Environmental Consequences

Why Any Use of Nuclear Weapons is a Catastrophe for the Planet

In assessing the environmental impact of potential investment decisions, banks should take into account the environmental harm caused by the manufacture and use of nuclear weapons.

Case Studies

Case Study #1: Nuclear Famine

Climate scientists have shown that a limited regional nuclear war involving 100 Hiroshima-sized nuclear weapons – a small fraction of the total number of nuclear weapons in the world today – would result in global climatic disruption. Nuclear explosions would cause smoke and soot from urban firestorms to rise into the upper troposphere and stratosphere, blocking 7–10 per cent of warming sunlight from reaching earth.

A regional nuclear war would also cause significant global cooling and reduce precipitation on average by 10 per cent. The lack of sunlight and rainfall, along with the drop in temperature, would dramatically decrease food production. Growing seasons for many grain-producing areas would be shortened by 10 to 20 days, with some crops being unable to propogate at all. The reduced availability of food would lead to mass global famine. It is estimated that up to one billion deaths would occur from starvation alone.

This global famine would provide the perfect breeding ground for infectious diseases such as plague, typhus, malaria, dysentery and cholera. Competition for limited food would lead to further devastation, war and death caused by food riots and exacerbation of ethnic and regional animosities.

Case Study #2: Nuclear Ozone Hole

A regional or global nuclear conflict would dramatically deplete the earth’s ozone layer. According to scientists, a conflict between India and Pakistan that used 50 Hiroshima-sized nuclear weapons would produce approximately 6.6 teragrams of black carbon, which would deplete the global mean ozone column by as much as 25 per cent for five years following the conflict. At mid and high latitudes, the depletion would be most severe and longest lasting.

The dramatic ozone layer depletion would have major environmental consequences, particularly due to the increase in ultraviolet radiation reaching the earth’s surface. It would impact negatively on the reproduction and survival of aquatic and terrestrial plants and organisms, including phytoplankton, which absorb carbon dioxide from the atmosphere and release sulphur compounds. This has a major effect on the earth’s climate, as the sulphur compounds promote cloud formation and increase global reflectance of the sun’s rays.

A depletion of the ozone layer has also been proven to cause skin cancer and eye damage, and it decreases food production, as plants are unable to adapt quickly enough to the changes in the climate and ultraviolet exposure. This would therefore have negative implications for food security.

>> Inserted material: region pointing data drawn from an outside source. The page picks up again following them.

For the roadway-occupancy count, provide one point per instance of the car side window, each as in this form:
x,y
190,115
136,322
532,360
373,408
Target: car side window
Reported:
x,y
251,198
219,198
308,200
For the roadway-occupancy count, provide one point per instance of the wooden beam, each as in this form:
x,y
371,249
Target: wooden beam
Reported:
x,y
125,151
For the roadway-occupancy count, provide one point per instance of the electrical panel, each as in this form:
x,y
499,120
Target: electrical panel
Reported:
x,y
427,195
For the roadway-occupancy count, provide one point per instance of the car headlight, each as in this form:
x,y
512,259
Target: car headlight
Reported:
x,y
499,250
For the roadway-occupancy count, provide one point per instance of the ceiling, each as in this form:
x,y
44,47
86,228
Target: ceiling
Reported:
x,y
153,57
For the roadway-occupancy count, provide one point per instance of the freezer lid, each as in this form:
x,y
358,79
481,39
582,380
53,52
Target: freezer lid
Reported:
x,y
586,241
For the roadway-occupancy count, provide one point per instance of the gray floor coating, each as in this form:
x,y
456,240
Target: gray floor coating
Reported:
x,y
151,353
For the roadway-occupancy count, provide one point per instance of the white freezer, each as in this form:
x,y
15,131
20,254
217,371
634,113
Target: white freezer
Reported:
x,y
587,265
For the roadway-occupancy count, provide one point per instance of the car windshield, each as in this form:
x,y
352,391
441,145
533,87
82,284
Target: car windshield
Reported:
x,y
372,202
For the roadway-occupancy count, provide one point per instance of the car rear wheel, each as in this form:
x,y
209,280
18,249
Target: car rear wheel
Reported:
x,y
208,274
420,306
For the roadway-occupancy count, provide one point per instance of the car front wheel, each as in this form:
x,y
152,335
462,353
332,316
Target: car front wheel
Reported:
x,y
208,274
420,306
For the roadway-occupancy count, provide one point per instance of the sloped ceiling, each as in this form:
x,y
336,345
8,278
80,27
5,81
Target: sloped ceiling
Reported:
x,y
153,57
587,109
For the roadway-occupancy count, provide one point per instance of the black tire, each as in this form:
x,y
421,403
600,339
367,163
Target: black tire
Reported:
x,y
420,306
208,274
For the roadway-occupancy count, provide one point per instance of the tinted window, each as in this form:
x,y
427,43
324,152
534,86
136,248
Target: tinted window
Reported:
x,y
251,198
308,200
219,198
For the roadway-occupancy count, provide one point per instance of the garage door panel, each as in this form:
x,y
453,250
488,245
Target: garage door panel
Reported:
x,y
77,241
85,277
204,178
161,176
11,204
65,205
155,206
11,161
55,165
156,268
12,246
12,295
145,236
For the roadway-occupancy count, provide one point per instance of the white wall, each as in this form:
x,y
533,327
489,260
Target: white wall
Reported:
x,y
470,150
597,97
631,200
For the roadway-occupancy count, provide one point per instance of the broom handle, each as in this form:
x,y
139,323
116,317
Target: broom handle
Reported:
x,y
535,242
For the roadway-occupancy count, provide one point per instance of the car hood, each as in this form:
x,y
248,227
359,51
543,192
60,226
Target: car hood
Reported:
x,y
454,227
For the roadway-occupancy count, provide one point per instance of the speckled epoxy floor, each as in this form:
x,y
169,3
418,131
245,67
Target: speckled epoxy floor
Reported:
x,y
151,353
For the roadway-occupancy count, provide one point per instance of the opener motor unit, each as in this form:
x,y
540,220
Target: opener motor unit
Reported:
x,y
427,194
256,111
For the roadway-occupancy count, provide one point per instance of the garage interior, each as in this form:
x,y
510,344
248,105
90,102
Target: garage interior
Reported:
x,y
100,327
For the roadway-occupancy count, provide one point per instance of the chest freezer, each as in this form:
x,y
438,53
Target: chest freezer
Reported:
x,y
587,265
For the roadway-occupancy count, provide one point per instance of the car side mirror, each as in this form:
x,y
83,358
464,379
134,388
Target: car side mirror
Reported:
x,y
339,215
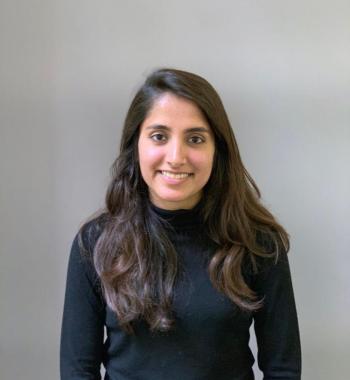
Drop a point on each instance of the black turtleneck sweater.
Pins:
(211, 334)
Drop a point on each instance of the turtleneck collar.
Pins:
(181, 219)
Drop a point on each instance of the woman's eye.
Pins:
(196, 139)
(158, 137)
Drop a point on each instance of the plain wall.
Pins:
(68, 71)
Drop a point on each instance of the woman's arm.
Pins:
(82, 333)
(276, 323)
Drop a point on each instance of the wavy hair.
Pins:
(137, 271)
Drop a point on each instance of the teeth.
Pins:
(172, 175)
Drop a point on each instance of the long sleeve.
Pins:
(82, 333)
(276, 323)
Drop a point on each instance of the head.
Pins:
(184, 100)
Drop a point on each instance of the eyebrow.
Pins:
(160, 127)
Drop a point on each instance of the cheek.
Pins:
(149, 156)
(203, 160)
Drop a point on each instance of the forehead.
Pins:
(172, 109)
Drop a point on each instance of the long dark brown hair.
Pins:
(137, 270)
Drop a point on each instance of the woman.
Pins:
(183, 258)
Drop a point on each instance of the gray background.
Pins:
(68, 72)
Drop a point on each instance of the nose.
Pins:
(176, 153)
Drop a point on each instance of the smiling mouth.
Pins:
(175, 175)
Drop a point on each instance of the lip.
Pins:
(174, 181)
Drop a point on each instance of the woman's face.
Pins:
(176, 152)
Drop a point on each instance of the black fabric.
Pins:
(211, 335)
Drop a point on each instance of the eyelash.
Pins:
(153, 137)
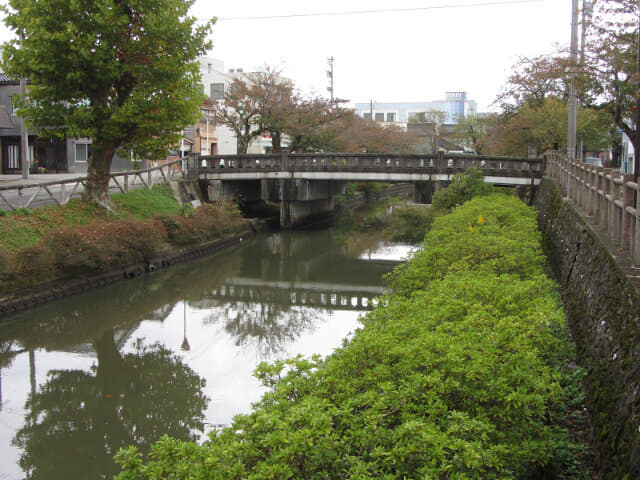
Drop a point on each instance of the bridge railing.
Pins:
(604, 194)
(366, 162)
(61, 191)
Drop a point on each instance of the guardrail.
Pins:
(61, 191)
(366, 162)
(604, 194)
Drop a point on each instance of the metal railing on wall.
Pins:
(604, 194)
(27, 195)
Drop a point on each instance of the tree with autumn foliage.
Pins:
(354, 134)
(121, 72)
(534, 112)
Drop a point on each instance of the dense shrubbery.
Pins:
(410, 223)
(462, 375)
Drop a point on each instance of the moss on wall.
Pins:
(603, 310)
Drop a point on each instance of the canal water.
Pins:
(173, 352)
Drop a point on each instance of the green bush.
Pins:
(105, 246)
(461, 375)
(463, 187)
(409, 224)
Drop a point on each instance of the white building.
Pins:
(452, 108)
(214, 83)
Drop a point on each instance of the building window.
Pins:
(217, 91)
(13, 157)
(83, 152)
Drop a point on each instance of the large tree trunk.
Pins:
(97, 188)
(243, 145)
(276, 142)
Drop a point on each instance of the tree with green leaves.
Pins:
(121, 72)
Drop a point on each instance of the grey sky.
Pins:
(416, 55)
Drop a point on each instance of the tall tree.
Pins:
(239, 109)
(265, 102)
(611, 72)
(121, 72)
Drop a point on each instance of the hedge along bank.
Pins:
(461, 375)
(56, 251)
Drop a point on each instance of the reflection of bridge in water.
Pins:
(300, 271)
(311, 294)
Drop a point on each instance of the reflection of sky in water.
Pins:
(228, 367)
(390, 252)
(226, 338)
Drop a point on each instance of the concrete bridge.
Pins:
(306, 184)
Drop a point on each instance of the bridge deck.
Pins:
(363, 167)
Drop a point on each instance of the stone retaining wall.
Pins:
(603, 310)
(67, 287)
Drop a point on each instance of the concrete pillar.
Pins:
(287, 195)
(423, 192)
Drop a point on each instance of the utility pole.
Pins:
(636, 143)
(24, 135)
(330, 75)
(573, 100)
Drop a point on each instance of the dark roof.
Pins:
(5, 118)
(6, 80)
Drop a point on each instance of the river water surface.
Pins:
(172, 352)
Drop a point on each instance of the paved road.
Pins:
(42, 198)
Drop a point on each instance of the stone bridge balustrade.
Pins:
(305, 184)
(366, 163)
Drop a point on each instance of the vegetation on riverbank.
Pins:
(464, 373)
(79, 238)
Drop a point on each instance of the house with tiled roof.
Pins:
(51, 154)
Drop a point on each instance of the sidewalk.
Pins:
(37, 178)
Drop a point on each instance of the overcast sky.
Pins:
(416, 53)
(413, 55)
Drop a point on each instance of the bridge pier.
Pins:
(423, 192)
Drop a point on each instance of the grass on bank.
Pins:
(78, 238)
(464, 374)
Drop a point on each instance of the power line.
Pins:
(366, 12)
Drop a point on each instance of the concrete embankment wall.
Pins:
(603, 309)
(70, 286)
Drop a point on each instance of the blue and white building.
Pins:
(455, 106)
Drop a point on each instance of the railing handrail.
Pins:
(610, 198)
(65, 196)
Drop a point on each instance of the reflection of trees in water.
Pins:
(269, 327)
(79, 420)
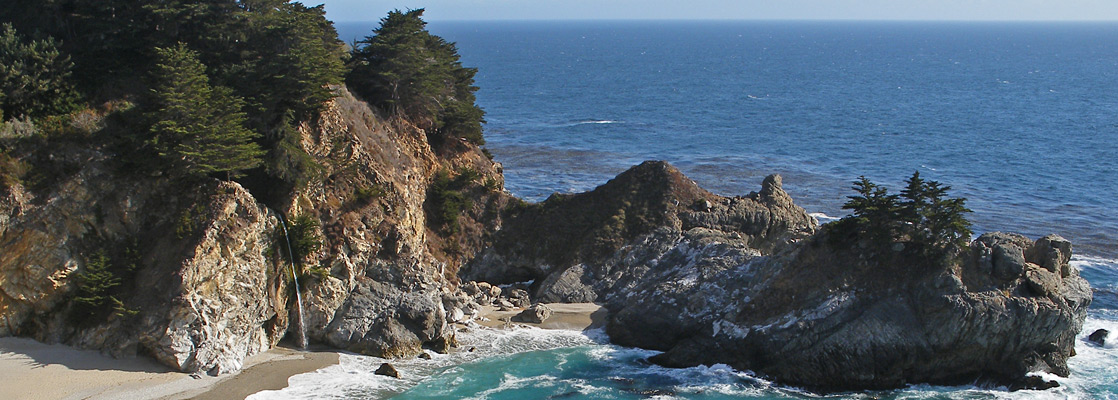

Case Study #3: Nuclear Winter

Using state-of-the-art atmospheric models developed to study global warming, scientists have demonstrated that a global nuclear war would result in the world spiralling into a winter worse than that experienced during the most recent ice age. They predict that a nuclear war using the world’s entire current nuclear arsenal would cause 150 teragrams, or 5,000 megatons, of smoke to be released into the upper troposphere and upper stratosphere.

The effects would last more than a decade and include a global average drop in temperature of 7–8° C. People in North America and Eurasia would experience a drop in temperature of 20–30° C. The extreme temperatures would result in a period of no food production for several years.

The scientists have also conducted experiments to predict the results of a nuclear war using one-third of the world’s current nuclear arsenal. They proved that even a limited nuclear war would result in temperature drops and reductions in precipitation of catastrophic proportions. Although the reductions would not be extreme enough to cause a “nuclear winter”, they would still cause severe and unprecedented changes in the global climate. Such a scenario has been referred to as a “nuclear autumn”.